是啊,武力上的差距,实在是太大了。反抗?无异于自取灭亡。
“那……那我们该怎么办?”国王颓然地问道。
“父王,国书中,不是邀请我们,去流求,参加什么‘万国大会’吗?这,或许是一个机会。”王子眼中闪过一丝精光,“我们可以去。去了之后,联合其他与我们有同样困境的国家,在谈判桌上,和宋人讨价还价!我就不信,他们敢冒着与整个南洋为敌的风险,来强逼我们!”
类似的争论,在爪哇、占城等南洋国家,同时上演。最终,他们都做出了和三佛齐一样的决定——派最高规格的使团,前往流求,看看宋人,到底想玩什么花样。

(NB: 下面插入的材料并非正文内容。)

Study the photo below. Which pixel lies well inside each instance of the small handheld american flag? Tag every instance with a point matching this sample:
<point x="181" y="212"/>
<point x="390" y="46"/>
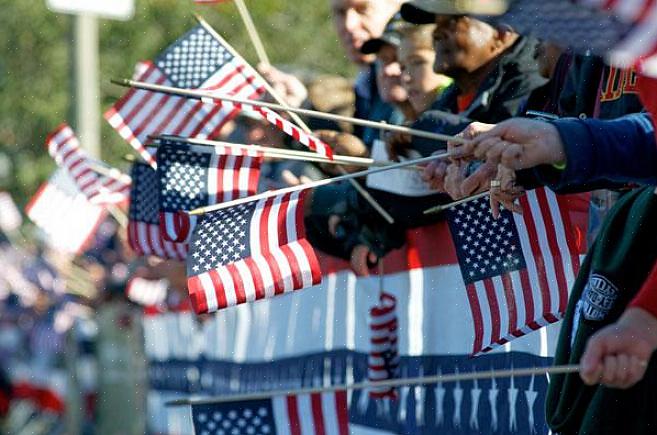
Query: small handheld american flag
<point x="144" y="236"/>
<point x="301" y="414"/>
<point x="517" y="269"/>
<point x="64" y="214"/>
<point x="64" y="147"/>
<point x="195" y="176"/>
<point x="196" y="60"/>
<point x="249" y="252"/>
<point x="383" y="360"/>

高丽和日本,这两个深受汉文化影响的国家,则表现得更为谨慎。他们对诏书中“仁政”、“王道”的提法,深感认同。但对于那个“万国会”,却心存疑虑。他们习惯了作为大宋的藩属,前来朝贡的体系。这种“共议”的新模式,让他们感到有些无所适从。但皇命难违,他们也只能精心挑选使臣,准备启程。
西域的各个城邦,态度则各不相同。一些饱受奴隶制之苦的小国,对大宋的诏书,感恩戴德,视之为解放者。而一些以贩卖奴隶为重要产业的部落,则惊恐不安,暗中开始串联,企图抵制。
消息传到遥远的欧洲。
在印度的果阿,葡萄牙总督收到了从商船上传来的,那份用拉丁文书写的诏书。他读完之后,震惊得半天说不出话来。
“疯了!东方的那个皇帝,一定是疯了!”他对着自己的副官吼道,“他竟然想,凭一纸空文,就废除全世界的奴隶制?他以为自己是上帝吗?”
但他的副官,一个更具战略眼光的年轻贵族,却摇了摇头。
“总督阁下,我觉得,这恰恰说明,那个宋国皇帝,是一个比我们想象中,更可怕的对手。”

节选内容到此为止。